Until moving to Brooklyn, I was unaware of the relative insanity that surrounds the start of ramp season. For the past several weeks, ramps have been making appearances in restaurants like Lupa Osteria and Rosewater, have had articles dedicated to them in Time, and inspired prominent food writers like Robert Sietsema to make suggestions for how to cook them.
Ramps are wild leeks and the entire plant (bulb, stem, and leaves) is edible. They’re also one of the most pungent things I’ve ever smelled.
After all of the press, I was itching to get my hands on some of my own. This past weekend at the Grand Army Plaza Greenmarket, Wilklow Orchards was the line to be in: ramps were $16 a pound (!) and selling quickly. I’m not one to turn down trying a new food, especially one that has inspired a mini foodie hysteria.

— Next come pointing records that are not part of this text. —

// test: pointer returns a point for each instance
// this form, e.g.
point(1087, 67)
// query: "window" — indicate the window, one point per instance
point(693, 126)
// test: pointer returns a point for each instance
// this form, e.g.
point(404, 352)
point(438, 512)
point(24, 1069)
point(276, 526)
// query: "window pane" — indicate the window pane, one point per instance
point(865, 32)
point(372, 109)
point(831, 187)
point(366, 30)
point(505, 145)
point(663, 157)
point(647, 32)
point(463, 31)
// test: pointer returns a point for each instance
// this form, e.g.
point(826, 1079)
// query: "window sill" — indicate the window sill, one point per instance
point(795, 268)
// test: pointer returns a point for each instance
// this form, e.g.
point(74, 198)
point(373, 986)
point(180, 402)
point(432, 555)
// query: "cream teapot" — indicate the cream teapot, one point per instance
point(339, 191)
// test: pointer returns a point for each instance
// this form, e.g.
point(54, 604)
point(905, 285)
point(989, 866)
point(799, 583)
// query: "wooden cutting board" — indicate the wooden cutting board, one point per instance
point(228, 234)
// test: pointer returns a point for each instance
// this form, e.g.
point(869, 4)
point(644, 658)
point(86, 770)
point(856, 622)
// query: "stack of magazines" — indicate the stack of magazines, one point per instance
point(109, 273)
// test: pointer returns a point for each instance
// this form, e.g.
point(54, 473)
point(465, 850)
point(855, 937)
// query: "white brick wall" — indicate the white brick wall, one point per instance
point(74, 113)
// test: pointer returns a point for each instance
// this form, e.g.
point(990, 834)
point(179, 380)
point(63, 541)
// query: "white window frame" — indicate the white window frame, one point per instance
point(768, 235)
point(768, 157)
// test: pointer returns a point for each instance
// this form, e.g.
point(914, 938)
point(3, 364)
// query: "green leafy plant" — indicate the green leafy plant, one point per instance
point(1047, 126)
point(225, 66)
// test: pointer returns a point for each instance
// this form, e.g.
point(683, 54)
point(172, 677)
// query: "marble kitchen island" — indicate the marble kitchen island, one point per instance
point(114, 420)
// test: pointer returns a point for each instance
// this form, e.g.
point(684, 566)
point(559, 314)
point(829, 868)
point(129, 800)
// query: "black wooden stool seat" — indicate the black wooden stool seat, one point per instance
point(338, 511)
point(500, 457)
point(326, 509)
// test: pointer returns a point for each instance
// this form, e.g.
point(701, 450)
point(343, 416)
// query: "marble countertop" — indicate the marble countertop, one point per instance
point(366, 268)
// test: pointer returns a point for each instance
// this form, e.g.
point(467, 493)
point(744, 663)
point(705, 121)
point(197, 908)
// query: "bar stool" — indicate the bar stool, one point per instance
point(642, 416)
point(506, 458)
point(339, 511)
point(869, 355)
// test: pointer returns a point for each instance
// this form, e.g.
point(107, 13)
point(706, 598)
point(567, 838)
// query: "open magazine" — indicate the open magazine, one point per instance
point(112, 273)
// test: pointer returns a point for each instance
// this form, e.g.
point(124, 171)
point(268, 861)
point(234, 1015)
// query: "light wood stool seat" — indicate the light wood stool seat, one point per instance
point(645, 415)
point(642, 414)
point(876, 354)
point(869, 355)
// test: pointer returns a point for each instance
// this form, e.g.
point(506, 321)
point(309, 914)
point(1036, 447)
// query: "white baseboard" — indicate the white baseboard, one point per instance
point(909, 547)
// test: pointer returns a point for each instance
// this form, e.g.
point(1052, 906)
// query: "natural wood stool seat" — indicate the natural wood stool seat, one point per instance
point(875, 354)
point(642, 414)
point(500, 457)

After preparing our dinner with the fresh ramps, I’ve come to the following conclusions.
To me, ramps’ significance stems from the fact that they are the first spring green that makes an appearance at the market, after many, many months of root vegetables and apples. Quite frankly, that’s reason enough for some mild hysteria. Their ‘of the earth’ aroma and tatse is a preview of things to come: squash, cucumbers, peas, okra. While I appreciate the importance of the ramps, in truth, I didn’t enjoy their taste as much as I savored last week’s pea shoots.
In searching for a recipe, our goal was to showcase the ramps. Many blogs and recipe sites mentioned Mario Batali’s Spaghetti with Ramps. The recipe has 4 ingredients: pasta, ramps, red pepper flakes, and breadcrumbs, with a touch of olive oil and parmesan. We loved the richness of the sauteed ramp bulbs but found the red pepper flakes to be overwhelming. The dish is simple, but as a word of warning, go light on the red pepper flakes—the ramps are flavorful enough!
Spaghetti with Ramps
Makes 4 Servings
1 pound dry spaghetti or linguini
3 tablespoons extra virgin olive oil
8 ounces fresh ramps
1-2 tablespoons red chili flakes
2 tablespoons breadcrumbs
Bring 6 quarts of water to a boil and add 2 tablespoons of salt. Add the spaghetti to the pot and cook according to the package direction, until tender but still al dente.
Heat olive oil in a 12-14 inch sauté pan over medium high heat. Separate ramps by the white root ends and the leafy green top. Add root ends to the pan and sauté until tender.
Add salt and chili flakes. At the very end, add the greens and sauté until wilted. Drain pasta and add it to the sauté pan. Toss gently to coat the pasta with the sauce.
Divide pasta evenly among four warmed plates. Drizzle olive oil over top and sprinkle with breadcrumbs.